PTI| Updated: Mar 04, 2014, 19:33 PM IST

New Delhi: He rolled back the years to clinch a major international title at 34 and Indian shuttler Arvind Bhat is satisfied that he could etch his name in badminton history following a taxing week that has taken a toll on his body and mind.

Two-time former national champion, Arvind became only the second Indian after K Srikanth to win a Grand Prix Gold outside India when he outclassed Hans-Kristian Vittinghus of Denmark in an epic final to win the German Open at Mulheim an der Ruhr on Sunday.

"It was unbelievable feeling. I never expected to win this event. My target was to win at least one big title in my career. Although I had this age thing in my mind but I always felt I can do it somehow. Frankly, I was think it will happen some day but I never ever thought even while playing the event that I will win the title,"

"I had a back injury early February when I was in Kolkata for my son`s rice ceremony just before the All India ranking tournament in Bangalore. I still went ahead and played the event and lost to a 16-year-old Siril Varma. And so to go on to win the title is huge, it is a dream come true."

Arvind said initially he was not sure of playing in the German Open and it was his German league club manager Hans Werner Niesner, who convinced him to play in the USD 120,000 Grand Prix Gold event.

"After my back injury in Kolkata, I had decided to stay back and relax and skip playing in German Open but once I played in the Bangalore tournament and my injury didn`t aggravate, my physio told me that my back will be fine and I can go and play in the German Open," Arvind said.

"Before the German Open I had to play a two-day German league match.
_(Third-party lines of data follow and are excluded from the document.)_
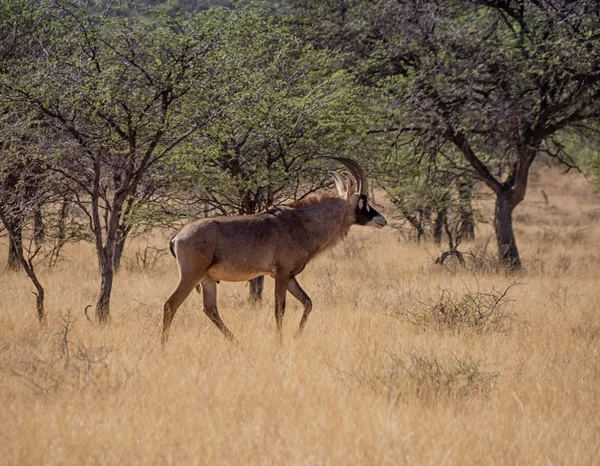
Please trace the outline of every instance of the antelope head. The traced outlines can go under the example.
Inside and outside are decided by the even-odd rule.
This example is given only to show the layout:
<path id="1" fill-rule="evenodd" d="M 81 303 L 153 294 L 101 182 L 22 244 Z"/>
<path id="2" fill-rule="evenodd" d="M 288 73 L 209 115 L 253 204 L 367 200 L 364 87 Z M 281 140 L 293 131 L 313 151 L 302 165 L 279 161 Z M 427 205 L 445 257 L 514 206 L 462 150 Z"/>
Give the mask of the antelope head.
<path id="1" fill-rule="evenodd" d="M 346 157 L 325 157 L 340 162 L 348 169 L 345 179 L 337 172 L 331 172 L 335 187 L 348 206 L 354 208 L 356 225 L 383 228 L 387 225 L 384 216 L 369 205 L 369 185 L 362 167 Z"/>

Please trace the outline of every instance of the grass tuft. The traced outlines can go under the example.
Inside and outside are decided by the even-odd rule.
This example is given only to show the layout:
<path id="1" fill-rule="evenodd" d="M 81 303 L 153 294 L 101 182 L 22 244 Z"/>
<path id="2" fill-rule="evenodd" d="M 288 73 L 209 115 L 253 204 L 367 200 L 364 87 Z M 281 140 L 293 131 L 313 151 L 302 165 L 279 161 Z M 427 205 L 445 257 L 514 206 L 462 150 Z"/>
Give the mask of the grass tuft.
<path id="1" fill-rule="evenodd" d="M 445 358 L 411 350 L 405 356 L 388 353 L 388 360 L 360 377 L 389 402 L 418 398 L 428 403 L 488 395 L 498 372 L 483 371 L 472 358 Z"/>

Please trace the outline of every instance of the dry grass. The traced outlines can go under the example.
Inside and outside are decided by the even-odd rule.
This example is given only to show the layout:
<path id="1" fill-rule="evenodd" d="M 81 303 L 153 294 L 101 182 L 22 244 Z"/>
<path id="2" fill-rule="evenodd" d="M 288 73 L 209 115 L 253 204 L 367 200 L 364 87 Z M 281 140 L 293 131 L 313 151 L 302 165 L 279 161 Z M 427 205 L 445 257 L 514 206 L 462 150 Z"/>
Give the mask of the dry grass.
<path id="1" fill-rule="evenodd" d="M 301 308 L 290 302 L 281 346 L 270 280 L 259 307 L 246 303 L 244 284 L 219 287 L 242 347 L 225 341 L 194 295 L 161 351 L 172 258 L 118 276 L 106 328 L 82 313 L 98 289 L 88 246 L 42 272 L 45 329 L 28 280 L 5 273 L 2 463 L 598 464 L 599 208 L 580 178 L 543 172 L 516 212 L 527 267 L 516 278 L 449 272 L 431 265 L 433 246 L 355 228 L 302 274 L 315 310 L 293 340 Z M 515 279 L 509 331 L 398 318 L 440 290 L 502 290 Z"/>

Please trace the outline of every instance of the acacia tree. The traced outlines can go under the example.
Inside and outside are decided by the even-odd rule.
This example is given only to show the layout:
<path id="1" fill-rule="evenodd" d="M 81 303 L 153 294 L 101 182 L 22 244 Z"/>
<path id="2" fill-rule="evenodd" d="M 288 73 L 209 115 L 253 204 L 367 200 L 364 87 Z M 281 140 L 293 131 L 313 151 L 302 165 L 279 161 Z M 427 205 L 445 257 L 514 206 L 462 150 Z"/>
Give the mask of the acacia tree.
<path id="1" fill-rule="evenodd" d="M 45 165 L 50 136 L 40 120 L 23 118 L 20 112 L 6 111 L 0 117 L 0 225 L 8 233 L 9 260 L 18 263 L 35 287 L 37 318 L 42 324 L 46 322 L 45 288 L 37 265 L 69 239 L 66 234 L 60 240 L 56 236 L 61 222 L 52 206 L 62 196 Z M 36 213 L 41 215 L 41 206 L 47 206 L 45 241 L 37 237 Z"/>
<path id="2" fill-rule="evenodd" d="M 224 11 L 126 20 L 55 2 L 49 53 L 7 79 L 13 104 L 60 136 L 49 168 L 85 212 L 101 273 L 96 316 L 108 319 L 119 244 L 153 167 L 226 108 L 214 50 Z M 40 7 L 42 8 L 42 7 Z"/>
<path id="3" fill-rule="evenodd" d="M 32 218 L 41 204 L 55 200 L 55 193 L 47 174 L 39 169 L 40 160 L 11 144 L 13 141 L 7 140 L 5 129 L 2 131 L 4 144 L 0 147 L 0 225 L 8 233 L 9 268 L 22 268 L 30 278 L 36 290 L 37 318 L 43 324 L 46 322 L 45 290 L 36 271 L 42 244 L 35 241 L 35 234 L 29 228 L 32 225 L 26 219 Z"/>
<path id="4" fill-rule="evenodd" d="M 0 76 L 14 73 L 19 63 L 32 57 L 40 57 L 44 53 L 43 43 L 46 41 L 49 28 L 48 17 L 32 2 L 26 0 L 6 0 L 0 3 Z M 31 200 L 44 196 L 38 192 L 40 171 L 43 164 L 30 153 L 37 142 L 36 123 L 23 112 L 13 107 L 10 101 L 0 92 L 0 154 L 2 173 L 0 185 L 3 192 L 4 220 L 9 232 L 8 269 L 18 270 L 23 255 L 23 223 L 25 212 L 35 218 L 37 243 L 43 239 L 43 223 L 41 206 L 29 204 Z M 33 144 L 32 144 L 33 143 Z M 9 156 L 8 152 L 19 153 Z M 14 154 L 13 154 L 14 155 Z M 13 193 L 19 192 L 18 203 L 8 205 L 16 199 Z"/>
<path id="5" fill-rule="evenodd" d="M 512 214 L 533 161 L 545 152 L 570 164 L 557 139 L 600 118 L 598 2 L 299 3 L 338 19 L 337 46 L 383 90 L 392 131 L 494 192 L 499 258 L 519 268 Z"/>
<path id="6" fill-rule="evenodd" d="M 599 13 L 585 1 L 431 2 L 411 18 L 423 46 L 399 97 L 423 116 L 415 132 L 450 143 L 462 156 L 455 169 L 496 195 L 499 257 L 509 268 L 521 265 L 512 213 L 533 161 L 546 152 L 569 163 L 555 138 L 600 118 Z"/>

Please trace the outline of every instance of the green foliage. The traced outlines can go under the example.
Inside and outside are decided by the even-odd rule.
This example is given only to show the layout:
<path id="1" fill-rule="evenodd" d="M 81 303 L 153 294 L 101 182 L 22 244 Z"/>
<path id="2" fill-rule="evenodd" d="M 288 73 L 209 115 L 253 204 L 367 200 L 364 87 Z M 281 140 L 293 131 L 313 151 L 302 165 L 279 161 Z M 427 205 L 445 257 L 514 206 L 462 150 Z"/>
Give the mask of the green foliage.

As I was the main player, they were waiting for me. So my club manager Niesner forced me to come and play in the league and German Open and I went there with a chance and see what happened," he added.

The 34-year-old from Bangalore said it was as tough mentally as it was physically, to sustain the rigours of the six-day tournament.

"Physically it was really tough but I was feeling fit. I was raring to go, I was feeling fresh despite not having an ideal preparation. More challenging was the mental part. I was tested completely," he said.